4. Uji Provokasi Oral
Uji provokasi oral (UPO) merupakan administrasi terkontrol obat
yang digunakan untuk diagnostik reaksi hipersensitivitas. Tes ini
dilakukan dengan memberikan obat dosis lebih kecil dari dosis yang
diduga akan menimbulkan reaksi berat, kemudian dosis ditingkatkan dan
diberikan jarak tertentu sampai tercapai dosis penuh sesuai dengan yang
diharapkan. Pemeriksaan ini merupakan baku emas (gold standard) untuk
diagnostik hipersensitivitas zat tertentu. Tes ini merupakan salah satu
upaya pendekatan diagnostik dari erupsi obat alergi yang sederhana
namun harus dikerjakan di bawah pengawasan ketat serta siap antisipasi
jika terjadi reaksi lebih berat seperti anafilaksis. Tes UPO baik dikerjakan
di bawah pengawasan tenaga kompeten yang memiliki fasilitas resusitasi
lengkap. European Network for Drug Allergy (ENDA) dari European
Academy of Allergy and Clinical Immunology (EAACI) merekomendasi
UPO sebagai alternatif upaya pendekatan diagnostik erupsi obat alergi
(Dermawan and Diba, 2017).

2.6 Patogenesis
Patogenesis PEGA membuktikan sel T berperan dalam mekanisme penyakit
ini. Setelah terpapar agen penyebab, APC akan mengaktivasi antigen menggunakan
molekul MHC sehingga terjadi aktivasi spesifik sel T CD4 dan CD8. Setelah
teraktivasi, sel T ini (sering disebut drugspecific T cells) proliferasi dan migrasi ke
dermis dan epidermis. Sel CD8 menggunakan perforin/granzim B dan ligan Fas
menyebabkan apoptosis keratinosit pada epidermis sehingga menyebabkan kerusakan
jaringan dan pembentukan vesikel epidermal (Dermawan and Diba, 2017).

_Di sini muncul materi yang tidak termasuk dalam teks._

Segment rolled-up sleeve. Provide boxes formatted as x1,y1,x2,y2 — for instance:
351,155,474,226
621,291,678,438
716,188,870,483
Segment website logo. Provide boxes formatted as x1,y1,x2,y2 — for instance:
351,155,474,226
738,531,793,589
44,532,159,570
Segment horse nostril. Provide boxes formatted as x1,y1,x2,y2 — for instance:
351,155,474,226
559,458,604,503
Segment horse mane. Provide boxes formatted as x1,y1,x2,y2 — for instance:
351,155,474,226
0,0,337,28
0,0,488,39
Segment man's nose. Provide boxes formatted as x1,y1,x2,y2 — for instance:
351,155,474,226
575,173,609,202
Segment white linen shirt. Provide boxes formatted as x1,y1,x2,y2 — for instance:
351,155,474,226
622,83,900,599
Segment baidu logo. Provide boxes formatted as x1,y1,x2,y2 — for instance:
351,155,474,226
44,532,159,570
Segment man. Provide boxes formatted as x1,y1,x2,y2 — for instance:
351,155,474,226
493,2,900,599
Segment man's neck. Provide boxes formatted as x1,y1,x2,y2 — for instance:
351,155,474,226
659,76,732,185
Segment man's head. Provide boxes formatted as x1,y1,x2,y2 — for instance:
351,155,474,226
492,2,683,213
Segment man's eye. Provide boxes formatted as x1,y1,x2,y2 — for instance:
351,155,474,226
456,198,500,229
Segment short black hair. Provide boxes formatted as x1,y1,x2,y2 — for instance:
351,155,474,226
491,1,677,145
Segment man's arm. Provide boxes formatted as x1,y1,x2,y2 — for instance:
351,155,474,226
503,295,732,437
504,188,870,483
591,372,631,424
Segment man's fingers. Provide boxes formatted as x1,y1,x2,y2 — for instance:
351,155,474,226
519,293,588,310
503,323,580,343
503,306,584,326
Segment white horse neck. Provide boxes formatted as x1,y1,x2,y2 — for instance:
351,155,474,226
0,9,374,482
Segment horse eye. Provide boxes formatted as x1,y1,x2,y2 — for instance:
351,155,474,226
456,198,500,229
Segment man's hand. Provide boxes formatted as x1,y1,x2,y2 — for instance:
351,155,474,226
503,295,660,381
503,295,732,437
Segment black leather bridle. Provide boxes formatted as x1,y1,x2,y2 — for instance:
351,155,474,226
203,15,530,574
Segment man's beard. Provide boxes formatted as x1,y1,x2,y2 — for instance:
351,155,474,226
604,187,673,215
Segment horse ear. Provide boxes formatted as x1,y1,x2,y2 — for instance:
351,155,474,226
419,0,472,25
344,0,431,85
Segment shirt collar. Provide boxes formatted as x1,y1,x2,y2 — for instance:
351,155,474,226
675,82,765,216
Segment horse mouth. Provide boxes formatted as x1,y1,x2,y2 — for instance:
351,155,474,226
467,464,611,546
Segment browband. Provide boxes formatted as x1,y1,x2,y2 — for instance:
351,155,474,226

Pada stadium awal, vesikel tersebut berisi sel CD4 dan keratinosit. Sel ini
meningkatkan pelepasan Interleukin 8 (CXCL8) yang merupakan sitokin neutrofilik
poten dan menimbulkan kemotaksis netrofil menuju vesikelvesikel tersebut. Hal ini
menyebabkan vesikel berubah menjadi pustul-pustul steril. Analisis sel CD4 pada
10
pasien PEGA menunjukkan besarnya peran sitokin Th1 dengan peningkatan
interferon (IFN)-ɤ dan produksi granulocyte/macrophage colonystimulating factor.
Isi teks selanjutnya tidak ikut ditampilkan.